豚肉と玉ねぎを塩麹で炒めると、パサつきがちな豚肉がしっとりと柔らかくなり、玉ねぎの甘みも一緒に引き立ちます。使うのは生塩こうじだけで、漬け込みは15〜20分ほど。特別な道具は必要ありません。忙しい日の主菜やお弁当のおかずにも役立つ、シンプルな一品です。
この記事の要点
- 塩麹の量:豚肉と玉ねぎを合わせた重さの約10%が目安
- 漬け込み時間:薄切り肉なら15〜20分ほど
- 焼き方:塩麹は焦げやすいので、中火よりひとまわり弱い火で
塩麹の分量目安(豚肉と玉ねぎ)
豚肉と玉ねぎに使う生塩こうじの分量は、仲宗根糀家の工房の知見では素材の重さの約10%が目安です。
豚肉200g・玉ねぎ100gなら、生塩こうじは合わせて30gほど用意します。
| 材料 | 分量の目安 |
|---|---|
| 豚こま切れ肉(または豚バラ薄切り肉) | 200g |
| 玉ねぎ | 1/2個(約100g) |
| 生塩こうじ | 30g |
| 油 | 適量 |
| こしょう | 少々 |
塩麹は商品によって塩分や粒の状態が異なるため、計量スプーンでのグラム換算が気になる方は塩麹 大さじ1は何グラム?重さ・塩分の早見表もあわせてご覧ください。
豚肉と玉ねぎの下味の付け方
豚肉と玉ねぎの下味は、切ってから生塩こうじをもみ込み、冷蔵庫で15〜20分置くだけで仕上がります。

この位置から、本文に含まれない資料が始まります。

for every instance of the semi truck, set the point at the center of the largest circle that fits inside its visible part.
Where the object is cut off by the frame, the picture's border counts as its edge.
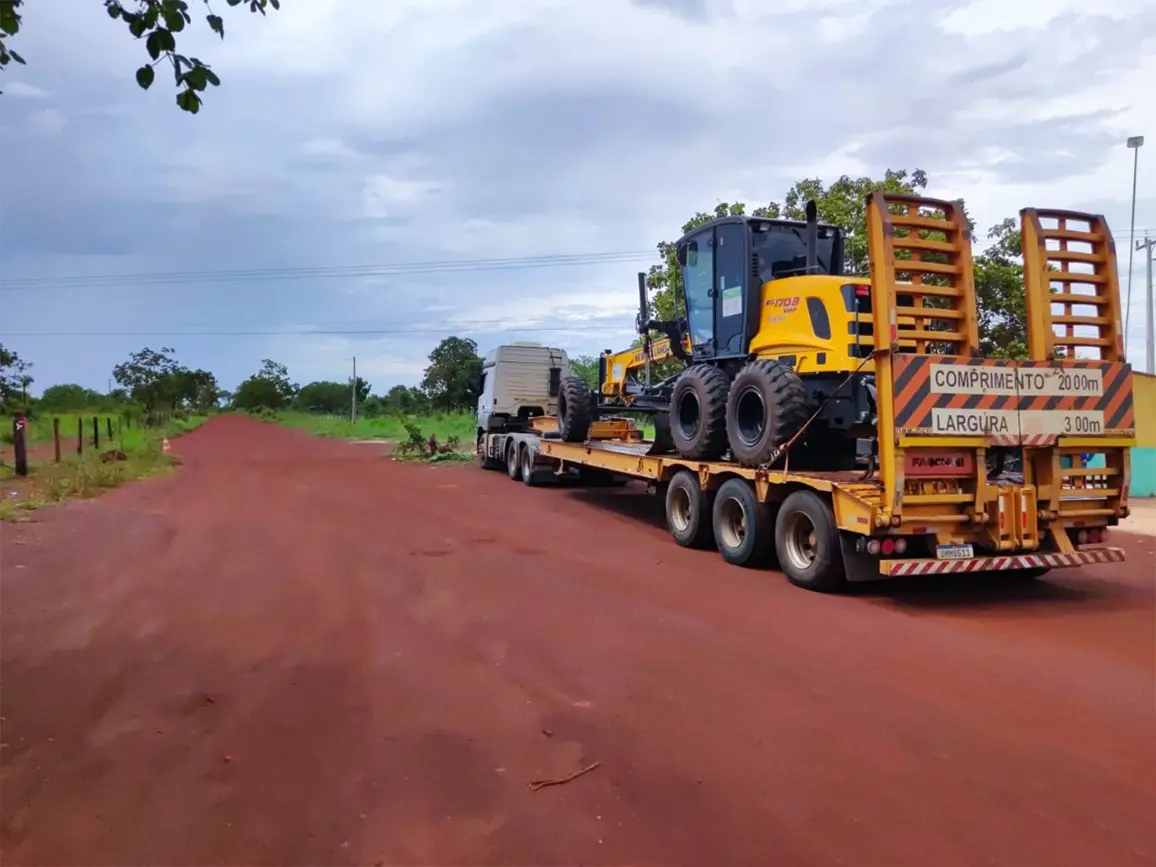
(934, 491)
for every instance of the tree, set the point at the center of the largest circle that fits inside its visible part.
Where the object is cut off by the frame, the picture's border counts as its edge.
(363, 391)
(156, 22)
(67, 398)
(585, 367)
(195, 390)
(14, 377)
(1000, 294)
(406, 400)
(842, 204)
(453, 377)
(268, 387)
(998, 269)
(150, 377)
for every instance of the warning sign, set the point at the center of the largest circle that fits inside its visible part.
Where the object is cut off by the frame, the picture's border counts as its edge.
(1015, 380)
(1012, 402)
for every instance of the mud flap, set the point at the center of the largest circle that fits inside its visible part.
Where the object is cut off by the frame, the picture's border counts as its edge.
(662, 443)
(857, 565)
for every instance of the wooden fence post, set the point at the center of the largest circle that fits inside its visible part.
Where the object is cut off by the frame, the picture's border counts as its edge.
(19, 445)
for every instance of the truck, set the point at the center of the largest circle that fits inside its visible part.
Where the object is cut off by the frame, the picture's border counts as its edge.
(954, 462)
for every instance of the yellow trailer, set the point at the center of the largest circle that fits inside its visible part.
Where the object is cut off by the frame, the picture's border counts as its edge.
(934, 497)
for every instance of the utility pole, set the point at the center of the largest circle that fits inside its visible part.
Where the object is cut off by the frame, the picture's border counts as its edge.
(1147, 245)
(1134, 143)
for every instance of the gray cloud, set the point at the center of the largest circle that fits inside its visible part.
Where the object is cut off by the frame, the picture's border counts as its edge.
(424, 132)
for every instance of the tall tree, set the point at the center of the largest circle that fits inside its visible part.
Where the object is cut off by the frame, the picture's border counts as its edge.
(14, 376)
(150, 377)
(453, 376)
(156, 23)
(268, 387)
(332, 398)
(1000, 294)
(197, 390)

- 豚肉は食べやすい大きさに切り、玉ねぎは繊維に沿って薄切りにします。
- ポリ袋や保存容器に豚肉・玉ねぎ・生塩こうじを入れ、全体になじむようにやさしくもみ込みます。
- 冷蔵庫で15〜20分ほど置きます。玉ねぎも豚肉と同じ時間を目安にし、長く置きすぎないようにしましょう。
仲宗根糀家の生塩こうじは加熱処理をしていない非加熱タイプで、酵素が生きた状態のまま届きます。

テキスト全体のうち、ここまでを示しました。